Helene Demuth (1820-90) musste nach dem Tod ihres Vaters 1826 bereits in jungen Jahren als Dienstmädchen arbeiten. 1837 kam sie zur Familie des Trierer Regierungsrats Johann Ludwig von Westphalen, dessen Tochter Jenny 1843 Karl Marx heiratete. Zu deren Unterstützung kam Demuth 1845 als Haushälterin nach Brüssel und verblieb fortan bei Familie Marx auch in Paris, Köln sowie bis zum Tod von Jenny (1881) und Karl Marx (1883) im Londoner Exil. Anschließend führte sie bis zu ihrem Tod den Haushalt von Engels.

Der Erbe Frederick Lewis Demuth (1851-1929) war höchstwahrscheinlich der uneheliche Sohn von Karl Marx und Helene Demuth. Seine Mutter verschwieg ihr Leben lang die Identität des Vaters, um Marx' politischen Gegnern keine Angriffsfläche zu bieten; auch in diesem Brief verschleiert Engels seine Herkunft. Der nach Engels benannte Frederick kam als Kind in London in die Pflegefamilie Lewis, deren Nachnamen er annahm; zu seinen Halbgeschwistern soll er zeitlebens aber ein gutes Verhältnis gehabt haben. Unzweifelhaft verlief sein Lebens glücklicher als ihres: "Four of Marx's children predeceased him, and the two survivors both killed themselves. The only member of the family to escape the curse was Freddy Demuth, who lived and worked quietly in east London. He died of cardiac failure on 28 January 1929, aged seventy-seven. To the end, neither he nor anyone else suspected that Freddy might be a son of the man whose face and name were, by then, known throughout the world" (Wheen, Marx, S. 386).

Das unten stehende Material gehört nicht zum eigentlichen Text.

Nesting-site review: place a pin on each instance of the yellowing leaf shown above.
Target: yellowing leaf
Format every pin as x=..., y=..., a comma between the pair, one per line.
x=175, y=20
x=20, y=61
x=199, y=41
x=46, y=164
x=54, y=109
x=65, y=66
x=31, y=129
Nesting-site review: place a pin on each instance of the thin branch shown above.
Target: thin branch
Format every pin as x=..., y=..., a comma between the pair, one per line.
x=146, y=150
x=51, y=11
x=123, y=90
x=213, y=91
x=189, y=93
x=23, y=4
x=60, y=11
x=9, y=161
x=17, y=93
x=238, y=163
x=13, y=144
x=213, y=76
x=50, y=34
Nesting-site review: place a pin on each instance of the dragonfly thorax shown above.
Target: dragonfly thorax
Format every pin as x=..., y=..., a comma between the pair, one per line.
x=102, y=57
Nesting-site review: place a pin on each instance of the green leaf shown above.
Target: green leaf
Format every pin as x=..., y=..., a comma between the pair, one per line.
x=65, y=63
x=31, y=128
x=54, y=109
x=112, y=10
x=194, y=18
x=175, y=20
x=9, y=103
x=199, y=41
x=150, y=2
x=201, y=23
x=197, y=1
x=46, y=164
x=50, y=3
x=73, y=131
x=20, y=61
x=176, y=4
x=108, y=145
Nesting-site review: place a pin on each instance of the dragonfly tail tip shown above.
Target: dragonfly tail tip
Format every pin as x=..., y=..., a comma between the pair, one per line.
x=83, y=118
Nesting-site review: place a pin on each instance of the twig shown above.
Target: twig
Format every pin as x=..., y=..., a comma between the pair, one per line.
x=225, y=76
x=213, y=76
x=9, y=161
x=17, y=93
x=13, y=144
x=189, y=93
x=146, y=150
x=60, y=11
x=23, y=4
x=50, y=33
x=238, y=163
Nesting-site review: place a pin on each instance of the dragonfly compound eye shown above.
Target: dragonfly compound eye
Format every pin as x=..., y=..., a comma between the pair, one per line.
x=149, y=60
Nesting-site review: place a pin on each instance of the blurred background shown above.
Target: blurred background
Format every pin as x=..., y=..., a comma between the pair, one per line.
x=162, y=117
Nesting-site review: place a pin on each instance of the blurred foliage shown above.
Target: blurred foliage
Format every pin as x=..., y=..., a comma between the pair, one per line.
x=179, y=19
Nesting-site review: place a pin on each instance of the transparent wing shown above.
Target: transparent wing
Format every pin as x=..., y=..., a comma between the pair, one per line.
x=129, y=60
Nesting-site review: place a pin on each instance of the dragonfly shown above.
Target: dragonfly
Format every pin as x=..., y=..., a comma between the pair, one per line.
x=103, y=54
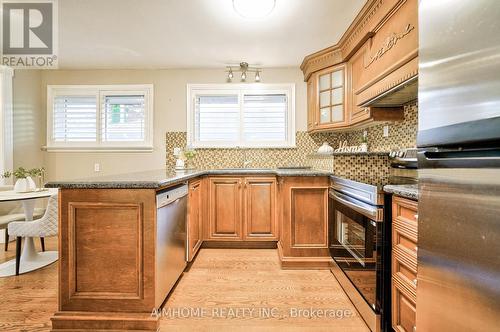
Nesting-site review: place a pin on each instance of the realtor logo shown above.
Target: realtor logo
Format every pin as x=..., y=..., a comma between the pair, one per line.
x=29, y=34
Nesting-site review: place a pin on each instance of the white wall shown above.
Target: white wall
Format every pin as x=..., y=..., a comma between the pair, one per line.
x=29, y=119
x=169, y=115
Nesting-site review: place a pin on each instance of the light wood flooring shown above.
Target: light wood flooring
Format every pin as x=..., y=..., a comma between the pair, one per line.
x=225, y=290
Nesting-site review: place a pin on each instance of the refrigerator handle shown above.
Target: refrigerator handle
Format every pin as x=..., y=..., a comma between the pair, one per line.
x=486, y=158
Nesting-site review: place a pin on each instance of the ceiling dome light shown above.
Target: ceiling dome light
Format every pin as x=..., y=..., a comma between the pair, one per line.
x=254, y=8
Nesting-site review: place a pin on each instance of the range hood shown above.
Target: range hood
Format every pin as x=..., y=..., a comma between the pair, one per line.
x=396, y=96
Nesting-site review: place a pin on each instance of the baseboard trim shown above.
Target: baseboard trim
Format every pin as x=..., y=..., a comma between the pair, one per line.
x=306, y=263
x=104, y=321
x=240, y=244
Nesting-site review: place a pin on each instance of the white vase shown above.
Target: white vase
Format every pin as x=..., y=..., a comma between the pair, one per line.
x=24, y=185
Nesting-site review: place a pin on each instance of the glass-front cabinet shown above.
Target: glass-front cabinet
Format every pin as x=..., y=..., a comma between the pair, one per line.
x=327, y=100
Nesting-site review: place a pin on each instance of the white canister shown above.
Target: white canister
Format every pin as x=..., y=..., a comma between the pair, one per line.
x=325, y=149
x=24, y=185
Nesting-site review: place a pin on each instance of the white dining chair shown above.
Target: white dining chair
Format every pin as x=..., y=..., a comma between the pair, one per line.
x=12, y=211
x=43, y=227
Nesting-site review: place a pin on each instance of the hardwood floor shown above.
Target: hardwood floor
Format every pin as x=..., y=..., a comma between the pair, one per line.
x=247, y=281
x=28, y=300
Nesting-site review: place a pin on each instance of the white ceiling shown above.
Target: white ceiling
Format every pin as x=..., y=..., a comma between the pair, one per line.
x=195, y=33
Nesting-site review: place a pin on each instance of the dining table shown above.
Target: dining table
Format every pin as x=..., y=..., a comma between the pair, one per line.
x=30, y=259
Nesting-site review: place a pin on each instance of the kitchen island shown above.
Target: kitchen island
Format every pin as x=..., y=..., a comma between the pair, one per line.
x=107, y=234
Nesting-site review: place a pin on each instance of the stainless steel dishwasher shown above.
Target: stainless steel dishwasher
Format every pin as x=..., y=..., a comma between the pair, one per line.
x=171, y=239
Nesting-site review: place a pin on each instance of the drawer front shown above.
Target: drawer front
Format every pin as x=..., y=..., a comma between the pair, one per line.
x=404, y=237
x=404, y=267
x=403, y=311
x=405, y=209
x=404, y=264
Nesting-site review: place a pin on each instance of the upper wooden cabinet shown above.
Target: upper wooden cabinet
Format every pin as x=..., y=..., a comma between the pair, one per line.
x=378, y=57
x=328, y=98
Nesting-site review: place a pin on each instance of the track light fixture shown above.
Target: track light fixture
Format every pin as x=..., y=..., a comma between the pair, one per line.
x=244, y=68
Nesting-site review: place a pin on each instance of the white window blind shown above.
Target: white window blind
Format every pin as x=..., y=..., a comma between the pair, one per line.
x=264, y=118
x=230, y=115
x=100, y=117
x=123, y=118
x=217, y=118
x=75, y=118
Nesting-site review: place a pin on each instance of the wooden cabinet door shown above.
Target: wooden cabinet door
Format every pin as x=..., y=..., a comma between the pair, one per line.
x=304, y=222
x=331, y=97
x=225, y=208
x=312, y=106
x=404, y=263
x=260, y=209
x=195, y=204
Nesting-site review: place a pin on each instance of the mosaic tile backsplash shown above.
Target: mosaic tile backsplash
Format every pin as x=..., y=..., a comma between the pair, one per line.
x=401, y=135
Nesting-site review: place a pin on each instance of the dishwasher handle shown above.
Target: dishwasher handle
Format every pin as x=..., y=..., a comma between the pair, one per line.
x=170, y=196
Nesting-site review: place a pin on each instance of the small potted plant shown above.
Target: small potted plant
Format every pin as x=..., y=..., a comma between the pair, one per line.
x=39, y=175
x=364, y=144
x=24, y=183
x=189, y=154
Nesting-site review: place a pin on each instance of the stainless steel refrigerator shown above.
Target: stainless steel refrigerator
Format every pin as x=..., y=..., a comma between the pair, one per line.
x=459, y=166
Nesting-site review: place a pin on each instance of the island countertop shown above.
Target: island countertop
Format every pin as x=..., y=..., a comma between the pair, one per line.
x=404, y=190
x=155, y=179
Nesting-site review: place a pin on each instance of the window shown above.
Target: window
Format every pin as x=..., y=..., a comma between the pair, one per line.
x=247, y=115
x=100, y=117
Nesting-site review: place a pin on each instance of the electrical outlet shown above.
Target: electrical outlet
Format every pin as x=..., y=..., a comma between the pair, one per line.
x=386, y=131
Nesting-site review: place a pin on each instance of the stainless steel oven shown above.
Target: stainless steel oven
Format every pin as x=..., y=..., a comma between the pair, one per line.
x=360, y=247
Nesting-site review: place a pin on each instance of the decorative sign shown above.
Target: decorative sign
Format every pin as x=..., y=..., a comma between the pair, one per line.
x=343, y=147
x=389, y=43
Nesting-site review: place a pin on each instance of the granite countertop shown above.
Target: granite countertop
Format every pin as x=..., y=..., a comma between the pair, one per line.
x=404, y=190
x=161, y=178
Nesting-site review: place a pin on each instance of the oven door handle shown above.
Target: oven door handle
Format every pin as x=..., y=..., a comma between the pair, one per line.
x=375, y=214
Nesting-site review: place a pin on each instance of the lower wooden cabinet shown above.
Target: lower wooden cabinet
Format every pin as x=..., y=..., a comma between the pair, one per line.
x=225, y=208
x=260, y=209
x=304, y=222
x=242, y=209
x=404, y=264
x=195, y=212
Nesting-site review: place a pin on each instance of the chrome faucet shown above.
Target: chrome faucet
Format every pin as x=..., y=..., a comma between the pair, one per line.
x=246, y=162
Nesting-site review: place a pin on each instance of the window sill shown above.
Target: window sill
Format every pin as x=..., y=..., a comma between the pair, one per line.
x=140, y=149
x=233, y=147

Es liegt eine originale Kabinettphotographie von Helene Demuth bei, welche die Haushälterin in höherem Alter und annähernd ganzer Figur zeigt (verso von späterer Hand in Bleistift bezeichnet und datiert "1890").

Ferner beiliegend Auszüge aus den Geburtsregistern des Standesamts St. Wendel, aus denen die Verwandtschaft Adolf Riefers mit Helene Demuth hervorgeht, welche die Schwester seiner Mutter Katharina Riefer, geb. Demuth war.

Ferner beiliegend ein maschinschriftliches Schreiben des Instituts für Marxismus-Leninismus beim ZK der SED an das Antiquariat Tenner zur Weitergabe an den Ersteigerer, mit der Bitte um eine "hochwertige Fotokopie" sowie "genaue Zeugenbeschreibung der Fotos" (10. X. 1984, 1½ SS., 4to), unterschrieben vom damaligen stellvertretenden Direktor des Instituts, Prof. Dr. Heinrich Gemkow (1928-2017).

Provenienz

1) Tenner, Heidelberg, Auktion 149 (1984), lot 16 & 17 (Katalogseiten in Fotokopie beiliegend).

2) Deutsche Privatsammlung.

3) Hermann Historica, Grasbrunn, 17.10.2023, lot 3343.

Zustand

Spuren alter waag- und senkrechter Mittenfaltung; Durchrisse in der Querfaltung fachmännisch restauriert (geringfügige Beeinträchtigung einer Zeile in der deutschen Übersetzung des Testaments).